Was lead poisoning ultimately a product of “culture,” or was it the structural reflection of an unjust and unhealthy socioeconomic system? Activists, journalists and allied scientists negotiated this cultural politics, which became one of the central political arenas of the Uruguayan lead issue. At stake were questions of agency and responsibility, with powerful repercussions for public health, environmental and housing policy. “We are not marginals, but they marginalize us,” stated one of the women protest leaders in demanding housing relocation from a severely contaminated squatter settlement occupying an old La Teja metals smelter (photo 2). The anarchist graffiti in neighboring Nuevo París (photo 3) deftly connected the life outcomes of childhood poverty to both structural and state forms of violence and repression. It read, “Today Our Children are Being Poisoned with Factory Lead. Tomorrow with Police Lead.”

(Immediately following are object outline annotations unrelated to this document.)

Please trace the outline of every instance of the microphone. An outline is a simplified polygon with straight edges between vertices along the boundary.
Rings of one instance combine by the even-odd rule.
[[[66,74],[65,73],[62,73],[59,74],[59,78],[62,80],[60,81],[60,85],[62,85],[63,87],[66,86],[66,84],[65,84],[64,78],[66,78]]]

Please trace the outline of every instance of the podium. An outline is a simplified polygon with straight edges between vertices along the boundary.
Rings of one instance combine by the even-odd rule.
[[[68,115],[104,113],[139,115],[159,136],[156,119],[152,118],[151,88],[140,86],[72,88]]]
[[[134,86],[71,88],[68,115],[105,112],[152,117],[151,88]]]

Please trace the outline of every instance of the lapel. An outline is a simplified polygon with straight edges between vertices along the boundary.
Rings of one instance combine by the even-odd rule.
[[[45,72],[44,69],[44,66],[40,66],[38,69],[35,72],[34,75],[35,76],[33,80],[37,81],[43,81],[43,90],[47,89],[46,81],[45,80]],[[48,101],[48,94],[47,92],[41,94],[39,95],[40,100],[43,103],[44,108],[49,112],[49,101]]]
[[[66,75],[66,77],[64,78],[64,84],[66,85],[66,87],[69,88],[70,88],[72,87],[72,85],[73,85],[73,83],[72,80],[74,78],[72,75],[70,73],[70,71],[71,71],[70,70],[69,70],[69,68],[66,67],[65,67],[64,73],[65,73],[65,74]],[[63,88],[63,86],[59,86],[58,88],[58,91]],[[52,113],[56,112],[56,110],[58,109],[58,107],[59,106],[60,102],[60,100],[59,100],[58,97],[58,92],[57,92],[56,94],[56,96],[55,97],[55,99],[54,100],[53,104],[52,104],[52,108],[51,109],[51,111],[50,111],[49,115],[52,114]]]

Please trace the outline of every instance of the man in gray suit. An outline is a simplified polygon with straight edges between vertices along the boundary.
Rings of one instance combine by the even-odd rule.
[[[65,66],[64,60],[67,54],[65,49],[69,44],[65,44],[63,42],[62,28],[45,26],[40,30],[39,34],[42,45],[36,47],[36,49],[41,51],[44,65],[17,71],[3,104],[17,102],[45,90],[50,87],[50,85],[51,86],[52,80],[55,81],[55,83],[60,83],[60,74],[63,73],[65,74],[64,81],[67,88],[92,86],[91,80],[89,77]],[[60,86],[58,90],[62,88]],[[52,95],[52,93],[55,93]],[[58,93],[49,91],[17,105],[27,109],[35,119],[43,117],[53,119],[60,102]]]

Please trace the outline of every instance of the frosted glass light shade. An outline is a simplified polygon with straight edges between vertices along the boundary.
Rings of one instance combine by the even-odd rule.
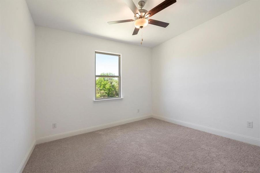
[[[140,18],[135,21],[135,26],[137,28],[144,28],[148,25],[148,20],[144,18]]]

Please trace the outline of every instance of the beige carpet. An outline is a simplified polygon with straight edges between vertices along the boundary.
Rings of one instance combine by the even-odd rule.
[[[255,172],[260,147],[150,118],[36,146],[23,172]]]

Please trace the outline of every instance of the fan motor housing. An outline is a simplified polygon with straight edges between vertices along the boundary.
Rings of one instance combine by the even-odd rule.
[[[139,11],[140,13],[140,16],[137,16],[136,15],[135,15],[135,19],[138,19],[140,18],[144,18],[144,15],[145,15],[145,14],[147,12],[147,11],[144,9],[140,9],[139,10]],[[147,17],[145,18],[146,18]]]

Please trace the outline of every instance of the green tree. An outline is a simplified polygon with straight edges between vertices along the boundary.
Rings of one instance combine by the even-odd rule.
[[[102,73],[100,75],[114,76],[112,73]],[[115,78],[100,77],[96,80],[97,98],[118,97],[118,81]]]

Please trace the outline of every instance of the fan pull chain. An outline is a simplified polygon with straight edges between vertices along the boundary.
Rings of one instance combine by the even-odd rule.
[[[143,44],[143,31],[141,33],[141,44]]]

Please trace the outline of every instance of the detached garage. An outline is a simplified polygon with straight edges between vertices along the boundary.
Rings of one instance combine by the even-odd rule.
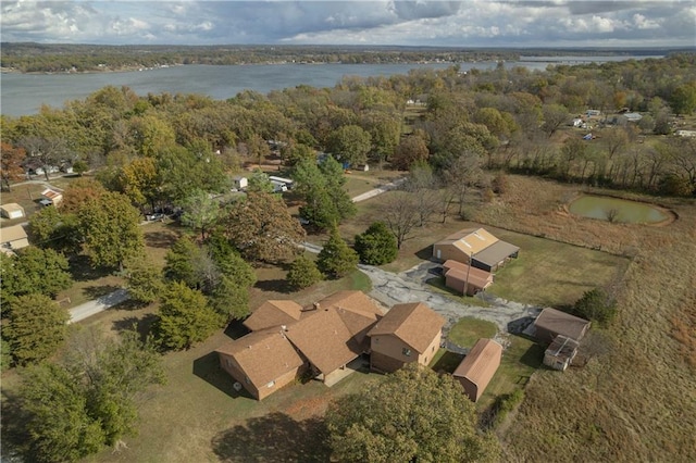
[[[22,208],[16,202],[10,202],[8,204],[0,205],[0,215],[4,218],[22,218],[26,214],[24,213],[24,208]]]

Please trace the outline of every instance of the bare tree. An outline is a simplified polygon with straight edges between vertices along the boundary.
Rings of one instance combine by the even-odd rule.
[[[420,223],[414,197],[407,191],[394,191],[385,197],[381,207],[381,216],[396,236],[397,247],[401,249],[403,241],[412,238],[410,234]]]

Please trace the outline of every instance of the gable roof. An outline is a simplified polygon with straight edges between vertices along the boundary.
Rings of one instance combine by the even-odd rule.
[[[265,301],[244,321],[244,326],[258,331],[289,325],[300,320],[302,306],[295,301]]]
[[[474,261],[483,262],[488,266],[494,266],[519,251],[519,247],[510,245],[507,241],[497,240],[486,249],[478,251],[478,253],[474,255]]]
[[[546,329],[555,335],[563,335],[580,341],[589,326],[589,322],[560,310],[546,308],[536,317],[534,326],[537,329]]]
[[[467,275],[469,275],[469,284],[476,288],[483,289],[493,283],[493,275],[490,272],[486,272],[485,270],[476,268],[474,266],[469,268],[469,265],[462,264],[461,262],[447,260],[443,264],[443,267],[446,270],[446,277],[456,278],[460,281],[465,281]]]
[[[0,228],[0,242],[12,242],[26,238],[26,232],[22,225]]]
[[[335,310],[360,345],[365,340],[368,329],[383,315],[382,309],[362,291],[334,292],[319,302],[319,309]]]
[[[444,325],[445,318],[423,302],[397,304],[368,331],[368,336],[396,336],[423,353]]]
[[[285,334],[310,363],[324,374],[349,363],[361,353],[358,342],[333,309],[318,310],[311,316],[289,325]]]
[[[275,380],[304,362],[282,331],[250,333],[216,350],[229,355],[257,387]]]
[[[496,374],[501,356],[502,346],[493,339],[478,339],[452,376],[467,378],[483,390]]]

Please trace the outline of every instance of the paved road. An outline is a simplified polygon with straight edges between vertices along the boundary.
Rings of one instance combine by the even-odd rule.
[[[94,301],[85,302],[70,310],[70,322],[76,323],[88,316],[95,315],[101,311],[104,311],[111,306],[117,305],[128,299],[128,291],[125,289],[116,289],[115,291],[102,296]]]

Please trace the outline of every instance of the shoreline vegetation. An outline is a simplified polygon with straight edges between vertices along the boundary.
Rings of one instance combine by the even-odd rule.
[[[655,57],[685,49],[461,49],[337,46],[103,46],[2,42],[2,73],[108,73],[186,64],[433,64],[538,57]],[[549,64],[555,61],[549,60]],[[564,64],[562,61],[558,64]]]

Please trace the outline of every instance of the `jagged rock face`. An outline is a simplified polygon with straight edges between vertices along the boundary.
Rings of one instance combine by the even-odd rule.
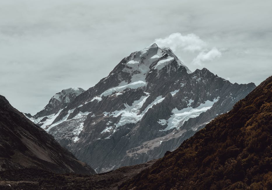
[[[48,104],[43,109],[33,116],[29,113],[24,113],[29,119],[39,126],[47,125],[44,123],[47,120],[52,119],[56,112],[62,110],[67,106],[70,102],[72,101],[76,97],[84,92],[85,90],[81,88],[70,88],[62,90],[52,97]]]
[[[120,189],[270,189],[272,76]]]
[[[255,87],[193,72],[154,44],[125,58],[42,127],[98,172],[161,157]]]
[[[57,173],[95,173],[1,95],[0,155],[0,171],[31,168]]]

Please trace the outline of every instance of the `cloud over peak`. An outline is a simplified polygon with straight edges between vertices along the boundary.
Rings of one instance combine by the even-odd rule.
[[[209,47],[207,43],[192,33],[186,35],[173,33],[164,38],[155,39],[154,42],[159,47],[170,47],[174,51],[198,53],[191,62],[195,65],[203,66],[203,62],[212,61],[222,55],[217,48]]]
[[[179,49],[187,51],[200,51],[206,46],[206,44],[194,34],[183,35],[180,33],[173,33],[164,38],[155,39],[159,47],[170,47],[173,51]]]
[[[193,63],[201,65],[203,62],[212,61],[216,58],[220,58],[222,56],[222,53],[217,48],[214,47],[209,51],[201,51],[193,60]]]

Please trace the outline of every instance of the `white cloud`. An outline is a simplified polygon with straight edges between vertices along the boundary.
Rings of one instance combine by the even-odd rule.
[[[159,47],[169,47],[173,51],[180,49],[186,51],[200,51],[206,46],[206,43],[194,34],[182,35],[180,33],[173,33],[164,38],[155,39]]]
[[[201,51],[193,60],[193,63],[201,65],[203,62],[212,61],[216,58],[220,57],[222,56],[222,53],[217,48],[214,47],[208,52],[207,51]]]

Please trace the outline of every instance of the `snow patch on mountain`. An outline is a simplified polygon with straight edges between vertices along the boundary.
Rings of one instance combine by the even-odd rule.
[[[117,117],[121,116],[120,120],[116,124],[116,127],[127,123],[135,123],[140,120],[143,115],[140,114],[140,110],[149,96],[148,94],[147,96],[142,96],[139,100],[135,101],[131,106],[127,103],[124,104],[125,109],[112,112],[109,115],[110,116]]]
[[[179,89],[176,90],[175,91],[173,91],[172,92],[170,92],[170,94],[171,94],[171,95],[172,95],[172,96],[173,96],[175,94],[176,94],[179,91]]]
[[[46,131],[48,131],[48,130],[46,129],[45,129],[46,127],[51,124],[52,124],[52,122],[54,121],[54,120],[55,120],[55,119],[57,118],[59,115],[60,114],[60,112],[61,112],[61,111],[63,109],[62,109],[61,110],[60,110],[57,113],[55,114],[52,114],[50,115],[48,115],[47,116],[45,116],[43,117],[41,117],[41,118],[39,118],[39,119],[40,120],[40,121],[43,118],[47,117],[48,118],[48,119],[47,119],[43,123],[41,127],[45,130]]]
[[[136,89],[140,87],[144,86],[146,84],[146,82],[145,81],[140,80],[136,81],[123,86],[118,86],[107,90],[101,94],[99,96],[100,97],[102,97],[103,96],[106,96],[109,95],[111,95],[114,92],[122,91],[127,88]]]
[[[161,131],[165,131],[174,128],[179,129],[184,122],[190,118],[196,118],[211,108],[218,99],[218,98],[215,99],[212,101],[207,100],[205,103],[201,103],[195,108],[189,107],[181,110],[179,110],[176,108],[173,109],[172,110],[173,114],[167,120],[167,127]]]
[[[164,125],[167,124],[167,121],[165,119],[159,120],[158,122],[162,125]]]
[[[169,64],[174,59],[173,57],[168,56],[165,59],[162,59],[159,61],[157,64],[153,67],[153,68],[157,70],[161,70],[166,65]]]

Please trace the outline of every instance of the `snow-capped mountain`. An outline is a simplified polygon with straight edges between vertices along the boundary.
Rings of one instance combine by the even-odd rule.
[[[162,157],[255,87],[232,84],[205,68],[192,72],[170,49],[154,44],[124,58],[56,110],[53,120],[39,121],[101,172]]]
[[[57,173],[96,173],[0,95],[0,171],[29,168]],[[0,175],[3,179],[5,175]]]
[[[29,113],[24,114],[39,126],[46,126],[48,122],[52,123],[54,121],[56,112],[62,110],[69,103],[74,100],[76,97],[84,91],[85,90],[80,88],[70,88],[62,90],[54,95],[43,109],[34,116]],[[46,121],[47,122],[45,123]]]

Renfrew - Factory and Police Lead graffitiPhoto 3: Anarchist Graffiti, Factory and Police Lead

Ultimately, environmental justice activists like lifelong La Teja resident Carlos Pilo were challenging a system that subjugated the lives of workers and the poor to chronic unemployment, poverty, environmental disease and pervasive disrespect. “Because we were poor, black, and from La Teja,” Pilo recounted, “we gathered all the conditions for no one to care.” Nevertheless, La Teja’s environmental justice movement, led by mothers, squatter residents, labor activists, old anarchists, community journalist youth, pediatricians and allied professionals, did force the media and society to take notice, and ultimately the state to act. From embodied suffering and emotional despair, through the embers of an unfolding public health disaster, they were able to make a silent scourge visible, forging a new sense of possibility and hope.

Works cited

Auyero, Javier and Débora Swistun. 2009. Flammable: Environmental Suffering in an Argentine Shantytown. Oxford: Oxford University Press.

Frickel, Scott, and James R. Elliot. 2018. Sites Unseen: Uncovering Hidden Hazards in American Cities: London: Sage.

Goldstein, Donna. 2017. “Invisible Harm: Science, Subjectivity and the Things We Cannot See,” Culture, Theory and Critique 58(4): 321-329.

Markowitz, Gerald E., and David Rosner. 2002. Deceit and Denial: The Deadly Politics of Industrial Pollution. Berkeley: University of California Press.

Nixon, Rob. 2011. Slow Violence and the Environmentalism of the Poor. Cambridge: Harvard University Press.

Olympio, Kelly Polido Kaneshiro, Cláudia Gaudência Gonçalves, Fernanda Junqueira Salles, Ana Paula Sacone da Silva Ferreira, Agnes Silva Soares, Marília Afonso Rabelo Buzalaf, Maria Regina Alves Cardoso, Etelvino José Henriques Bechara. 2017. “What are the blood lead levels of children living in Latin America and the Caribbean?” Environment International 101: 46-58.

Renfrew, Daniel. 2018. Life without Lead: Contamination, Crisis, and Hope in Uruguay. Oakland: University of California Press.

Swistun, Débora. 2018. “Cuerpos abyectos: Paisajes de contaminación y la corporización de la desigualdad ambiental,” Investigaciones Geográficas 56: 100-113.